A major entertainment company speeded up query time from hours to minutes by a simple technique: replacing COUNT(DISTINCT x) with APPROX_DISTINCT(x).
Why Should I Care?
COUNT(DISTINCT x) and APPROX_DISTINCT(x) are both used to count the number of unique elements in a data, such as unique users or events. For instance, you might want to count how many distinct users accessed your online gaming site per day, but do not want to double-count the customers who accessed the game at separate times on the same day. Or you see that your e-commerce website had 10 million hits today, but you want to know how many distinct shoppers had been there. As you can see, you probably want to count unique users or events often – the aforementioned entertainment company uses COUNT(DISTINCT x) in its queries nearly 1,000 times a day. Any improvement in efficiency on such queries could save substantial time (and money).

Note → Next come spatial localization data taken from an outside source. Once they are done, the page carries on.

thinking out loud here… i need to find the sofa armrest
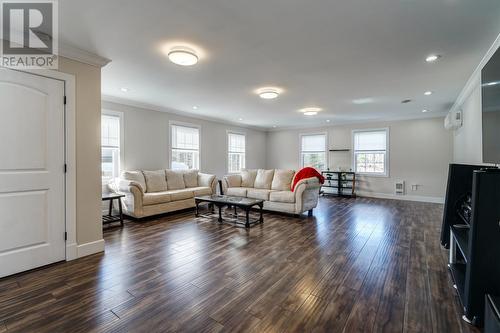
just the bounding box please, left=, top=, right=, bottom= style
left=294, top=177, right=321, bottom=213
left=113, top=178, right=144, bottom=217
left=222, top=174, right=242, bottom=194
left=198, top=173, right=217, bottom=194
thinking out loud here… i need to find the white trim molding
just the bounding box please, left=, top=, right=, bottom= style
left=77, top=239, right=105, bottom=258
left=357, top=191, right=444, bottom=204
left=59, top=43, right=111, bottom=68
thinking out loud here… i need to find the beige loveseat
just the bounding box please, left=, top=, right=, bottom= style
left=222, top=169, right=321, bottom=216
left=114, top=169, right=217, bottom=218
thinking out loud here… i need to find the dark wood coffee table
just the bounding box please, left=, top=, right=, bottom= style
left=194, top=195, right=264, bottom=228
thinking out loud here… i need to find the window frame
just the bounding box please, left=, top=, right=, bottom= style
left=352, top=128, right=390, bottom=177
left=101, top=110, right=124, bottom=185
left=226, top=130, right=246, bottom=174
left=169, top=121, right=201, bottom=170
left=299, top=132, right=328, bottom=171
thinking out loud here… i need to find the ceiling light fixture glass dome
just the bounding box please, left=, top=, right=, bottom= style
left=168, top=47, right=199, bottom=66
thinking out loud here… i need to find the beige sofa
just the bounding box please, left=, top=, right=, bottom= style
left=222, top=169, right=321, bottom=216
left=113, top=169, right=217, bottom=218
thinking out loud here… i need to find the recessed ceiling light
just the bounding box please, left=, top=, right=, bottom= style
left=238, top=118, right=243, bottom=121
left=120, top=87, right=129, bottom=92
left=167, top=47, right=199, bottom=66
left=256, top=87, right=282, bottom=99
left=425, top=54, right=441, bottom=63
left=192, top=106, right=199, bottom=110
left=326, top=119, right=331, bottom=123
left=299, top=107, right=323, bottom=113
left=422, top=109, right=429, bottom=113
left=424, top=91, right=433, bottom=96
left=272, top=125, right=277, bottom=128
left=352, top=98, right=374, bottom=105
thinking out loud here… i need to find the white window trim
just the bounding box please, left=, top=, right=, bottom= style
left=168, top=120, right=202, bottom=170
left=299, top=132, right=328, bottom=170
left=226, top=130, right=247, bottom=174
left=351, top=128, right=390, bottom=178
left=101, top=110, right=125, bottom=184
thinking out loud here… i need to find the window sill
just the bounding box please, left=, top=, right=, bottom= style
left=356, top=172, right=389, bottom=178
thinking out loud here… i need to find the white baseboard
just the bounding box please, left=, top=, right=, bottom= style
left=76, top=239, right=105, bottom=258
left=357, top=191, right=445, bottom=204
left=66, top=243, right=78, bottom=261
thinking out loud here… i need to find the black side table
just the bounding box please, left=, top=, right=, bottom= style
left=102, top=190, right=125, bottom=226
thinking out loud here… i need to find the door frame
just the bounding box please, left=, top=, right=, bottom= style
left=10, top=68, right=78, bottom=261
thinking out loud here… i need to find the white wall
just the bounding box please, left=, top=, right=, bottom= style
left=102, top=101, right=267, bottom=178
left=267, top=117, right=453, bottom=201
left=453, top=75, right=484, bottom=164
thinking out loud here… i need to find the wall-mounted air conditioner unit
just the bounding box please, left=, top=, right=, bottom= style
left=444, top=109, right=463, bottom=130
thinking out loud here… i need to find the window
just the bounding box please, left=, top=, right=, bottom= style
left=227, top=132, right=246, bottom=173
left=170, top=124, right=200, bottom=170
left=300, top=134, right=327, bottom=171
left=353, top=129, right=388, bottom=176
left=101, top=114, right=121, bottom=184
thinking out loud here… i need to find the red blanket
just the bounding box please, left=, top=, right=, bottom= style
left=291, top=167, right=325, bottom=192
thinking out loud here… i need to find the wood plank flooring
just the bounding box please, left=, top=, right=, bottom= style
left=0, top=197, right=480, bottom=332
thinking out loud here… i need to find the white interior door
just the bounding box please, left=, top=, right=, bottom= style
left=0, top=69, right=66, bottom=278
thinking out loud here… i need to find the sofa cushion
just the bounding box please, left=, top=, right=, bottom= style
left=142, top=170, right=168, bottom=193
left=198, top=173, right=216, bottom=188
left=183, top=170, right=199, bottom=188
left=166, top=189, right=194, bottom=201
left=191, top=186, right=212, bottom=196
left=227, top=187, right=248, bottom=197
left=121, top=170, right=146, bottom=192
left=225, top=174, right=242, bottom=188
left=254, top=169, right=275, bottom=189
left=165, top=170, right=186, bottom=190
left=269, top=190, right=295, bottom=203
left=247, top=188, right=273, bottom=201
left=271, top=169, right=295, bottom=191
left=143, top=192, right=171, bottom=206
left=241, top=169, right=257, bottom=188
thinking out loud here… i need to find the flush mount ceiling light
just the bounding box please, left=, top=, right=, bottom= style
left=424, top=91, right=433, bottom=96
left=422, top=109, right=429, bottom=113
left=425, top=54, right=441, bottom=63
left=304, top=111, right=318, bottom=116
left=167, top=47, right=199, bottom=66
left=256, top=87, right=282, bottom=99
left=120, top=87, right=129, bottom=92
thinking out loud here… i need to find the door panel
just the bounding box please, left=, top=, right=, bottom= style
left=0, top=69, right=65, bottom=278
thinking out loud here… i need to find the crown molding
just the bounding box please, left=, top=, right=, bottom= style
left=59, top=43, right=111, bottom=68
left=101, top=96, right=267, bottom=132
left=450, top=31, right=500, bottom=113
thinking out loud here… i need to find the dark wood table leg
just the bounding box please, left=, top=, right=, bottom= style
left=259, top=203, right=264, bottom=223
left=234, top=205, right=237, bottom=217
left=108, top=199, right=113, bottom=217
left=245, top=208, right=250, bottom=228
left=218, top=204, right=223, bottom=223
left=195, top=200, right=200, bottom=217
left=118, top=198, right=124, bottom=226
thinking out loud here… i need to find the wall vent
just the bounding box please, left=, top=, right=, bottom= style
left=395, top=181, right=405, bottom=195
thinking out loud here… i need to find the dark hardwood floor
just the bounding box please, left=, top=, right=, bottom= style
left=0, top=197, right=480, bottom=333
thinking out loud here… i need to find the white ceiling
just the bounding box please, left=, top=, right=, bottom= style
left=60, top=0, right=500, bottom=130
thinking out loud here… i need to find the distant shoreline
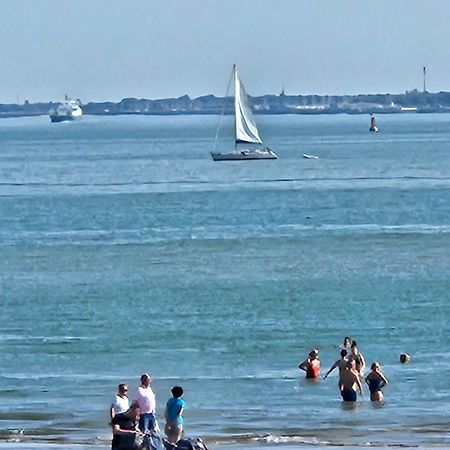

What is the Difference Between APPROX_DISTINCT(x) and COUNT(DISTINCT x)?
APPROX_DISTINCT provides a close estimate of the value returned by COUNT(DISTINCT) in far less computing time. For COUNT(DISTINCT x), the amount of processing time required for counting grows proportionally to the number of unique elements (also known as cardinality) in your data. That becomes a problem when your data is very large! On the other hand, APPROX_DISTINCT(x) uses an algorithm called HyperLogLog to estimate cardinality in a fraction of the time needed for an exact count. For example, to count 100 million unique users, APPROX_DISTINCT(x) can estimate COUNT(DISTINCT x) within ±4% error rate at a quarter of the calculation time, according to BrainPad Inc.
Why Should I Use APPROX_DISTINCT(x)?
You can get much faster time to insight (and lower computing costs) by trading off a bit of precision, while still having high confidence about the accuracy of your estimate.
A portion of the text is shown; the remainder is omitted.